A cross-diffusion system modelling rivaling gangs: global existence of bounded solutions and FCT stabilization for numerical simulation

Abstract: For the gang territoriality model \begin{align*} \begin{cases} u_t = D_u \Delta u + \chi_u \nabla \cdot (u \nabla w), \ v_t = D_v \Delta v + \chi_v \nabla \cdot (v \nabla z), \ w_t = -w + \frac{v}{1+v}, \ z_t = -z + \frac{u}{1+u}, \end{cases} \end{align*} where $u$ and $v$ denote the densities of two rivaling gangs which spray graffiti (with densities $z$ and $w$, respectively) and partially move away from the other gang's graffiti, we construct global, bounded classical solutions. By making use of quantitative global estimates, we prove that these solutions converge to homogeneous steady states if $|u_0|{L^\infty(\Omega)}$ and $|v_0|{L^\infty(\Omega)}$ are sufficiently small.

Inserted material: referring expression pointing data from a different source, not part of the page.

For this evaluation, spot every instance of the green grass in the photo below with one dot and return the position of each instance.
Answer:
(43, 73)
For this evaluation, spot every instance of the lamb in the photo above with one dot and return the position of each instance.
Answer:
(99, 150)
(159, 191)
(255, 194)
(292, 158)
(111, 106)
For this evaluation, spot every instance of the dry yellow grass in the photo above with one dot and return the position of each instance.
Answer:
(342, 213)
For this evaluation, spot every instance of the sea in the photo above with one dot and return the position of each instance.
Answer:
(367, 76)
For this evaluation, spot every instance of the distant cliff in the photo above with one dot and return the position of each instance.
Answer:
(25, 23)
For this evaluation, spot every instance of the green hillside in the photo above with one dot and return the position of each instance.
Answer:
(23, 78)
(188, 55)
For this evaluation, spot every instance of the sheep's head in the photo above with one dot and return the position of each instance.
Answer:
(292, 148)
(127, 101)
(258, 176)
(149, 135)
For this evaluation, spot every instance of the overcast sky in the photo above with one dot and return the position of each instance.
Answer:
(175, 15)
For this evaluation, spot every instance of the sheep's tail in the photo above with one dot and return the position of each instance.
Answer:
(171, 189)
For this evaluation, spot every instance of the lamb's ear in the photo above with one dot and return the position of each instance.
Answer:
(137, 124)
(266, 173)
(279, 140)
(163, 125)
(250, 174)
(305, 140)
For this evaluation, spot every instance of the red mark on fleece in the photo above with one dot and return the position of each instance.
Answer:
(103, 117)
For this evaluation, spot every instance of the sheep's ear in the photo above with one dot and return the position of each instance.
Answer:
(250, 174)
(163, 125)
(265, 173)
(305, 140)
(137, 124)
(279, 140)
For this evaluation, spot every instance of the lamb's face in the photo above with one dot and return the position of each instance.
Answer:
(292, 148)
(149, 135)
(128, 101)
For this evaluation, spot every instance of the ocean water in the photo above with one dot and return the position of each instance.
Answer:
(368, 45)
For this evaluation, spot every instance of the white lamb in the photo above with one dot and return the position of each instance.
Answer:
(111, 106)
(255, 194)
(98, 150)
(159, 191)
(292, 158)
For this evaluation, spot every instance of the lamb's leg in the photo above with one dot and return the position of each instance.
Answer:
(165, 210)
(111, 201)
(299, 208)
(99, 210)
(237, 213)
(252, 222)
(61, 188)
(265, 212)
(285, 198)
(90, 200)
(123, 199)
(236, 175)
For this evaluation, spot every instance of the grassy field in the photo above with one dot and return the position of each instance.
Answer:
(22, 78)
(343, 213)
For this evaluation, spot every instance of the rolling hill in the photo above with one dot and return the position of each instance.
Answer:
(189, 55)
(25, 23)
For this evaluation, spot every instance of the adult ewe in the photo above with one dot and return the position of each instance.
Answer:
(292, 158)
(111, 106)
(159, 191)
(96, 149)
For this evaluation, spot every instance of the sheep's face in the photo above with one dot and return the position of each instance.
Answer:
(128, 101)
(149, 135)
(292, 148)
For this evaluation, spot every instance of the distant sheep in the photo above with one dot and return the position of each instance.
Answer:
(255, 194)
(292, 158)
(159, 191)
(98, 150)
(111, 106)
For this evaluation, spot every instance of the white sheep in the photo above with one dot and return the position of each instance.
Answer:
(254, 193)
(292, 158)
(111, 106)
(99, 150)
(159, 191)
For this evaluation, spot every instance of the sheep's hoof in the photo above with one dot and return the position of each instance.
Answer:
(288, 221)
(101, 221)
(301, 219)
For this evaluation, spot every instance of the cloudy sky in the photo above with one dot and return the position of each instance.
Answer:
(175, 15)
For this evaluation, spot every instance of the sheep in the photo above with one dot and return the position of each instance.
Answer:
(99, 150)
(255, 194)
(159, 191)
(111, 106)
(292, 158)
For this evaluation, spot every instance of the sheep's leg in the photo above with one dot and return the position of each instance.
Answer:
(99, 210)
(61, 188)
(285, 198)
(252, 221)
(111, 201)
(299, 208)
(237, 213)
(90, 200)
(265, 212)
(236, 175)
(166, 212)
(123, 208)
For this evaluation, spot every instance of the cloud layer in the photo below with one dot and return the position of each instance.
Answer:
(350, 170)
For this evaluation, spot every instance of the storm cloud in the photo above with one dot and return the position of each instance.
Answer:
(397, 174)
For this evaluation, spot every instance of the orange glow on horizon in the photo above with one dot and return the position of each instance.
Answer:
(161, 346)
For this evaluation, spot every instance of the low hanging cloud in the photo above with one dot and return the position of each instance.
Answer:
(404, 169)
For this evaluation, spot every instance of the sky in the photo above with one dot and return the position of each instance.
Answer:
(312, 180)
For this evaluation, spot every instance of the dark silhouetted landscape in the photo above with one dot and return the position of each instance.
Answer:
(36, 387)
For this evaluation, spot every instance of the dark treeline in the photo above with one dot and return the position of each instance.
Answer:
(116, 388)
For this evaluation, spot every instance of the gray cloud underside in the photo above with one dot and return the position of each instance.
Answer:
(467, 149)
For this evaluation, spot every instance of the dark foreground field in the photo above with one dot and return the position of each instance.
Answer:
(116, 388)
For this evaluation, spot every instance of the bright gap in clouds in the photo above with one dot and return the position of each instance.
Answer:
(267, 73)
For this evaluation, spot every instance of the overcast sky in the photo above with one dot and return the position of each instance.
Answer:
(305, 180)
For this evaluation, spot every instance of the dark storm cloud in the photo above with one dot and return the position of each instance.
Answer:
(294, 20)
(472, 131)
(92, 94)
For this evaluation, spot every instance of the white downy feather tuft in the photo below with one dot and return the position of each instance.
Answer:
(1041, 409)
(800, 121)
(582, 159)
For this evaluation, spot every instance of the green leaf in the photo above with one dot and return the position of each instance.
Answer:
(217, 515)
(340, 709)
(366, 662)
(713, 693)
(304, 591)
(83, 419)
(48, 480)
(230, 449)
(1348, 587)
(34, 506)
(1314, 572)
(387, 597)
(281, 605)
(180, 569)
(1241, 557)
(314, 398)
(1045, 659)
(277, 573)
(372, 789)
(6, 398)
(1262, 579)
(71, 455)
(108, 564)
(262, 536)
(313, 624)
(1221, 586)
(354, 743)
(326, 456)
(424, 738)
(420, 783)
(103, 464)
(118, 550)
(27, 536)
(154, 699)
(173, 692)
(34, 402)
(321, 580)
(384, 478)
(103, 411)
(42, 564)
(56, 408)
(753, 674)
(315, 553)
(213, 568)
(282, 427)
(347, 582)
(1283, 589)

Moreover, we perform numerical experiments which show that for different choices of parameters, the system may become diffusion- or convection-dominated, where in the former case the solutions converge toward constant steady states while in the later case nontrivial asymptotic behavior such as segregation is observed. In order to perform these experiments, we apply a nonlinear finite element flux-corrected transport method (FEM-FCT) which is positivity-preserving. Then, we treat the nonlinearities in both the system and the proposed nonlinear scheme simultaneously using fixed-point iteration.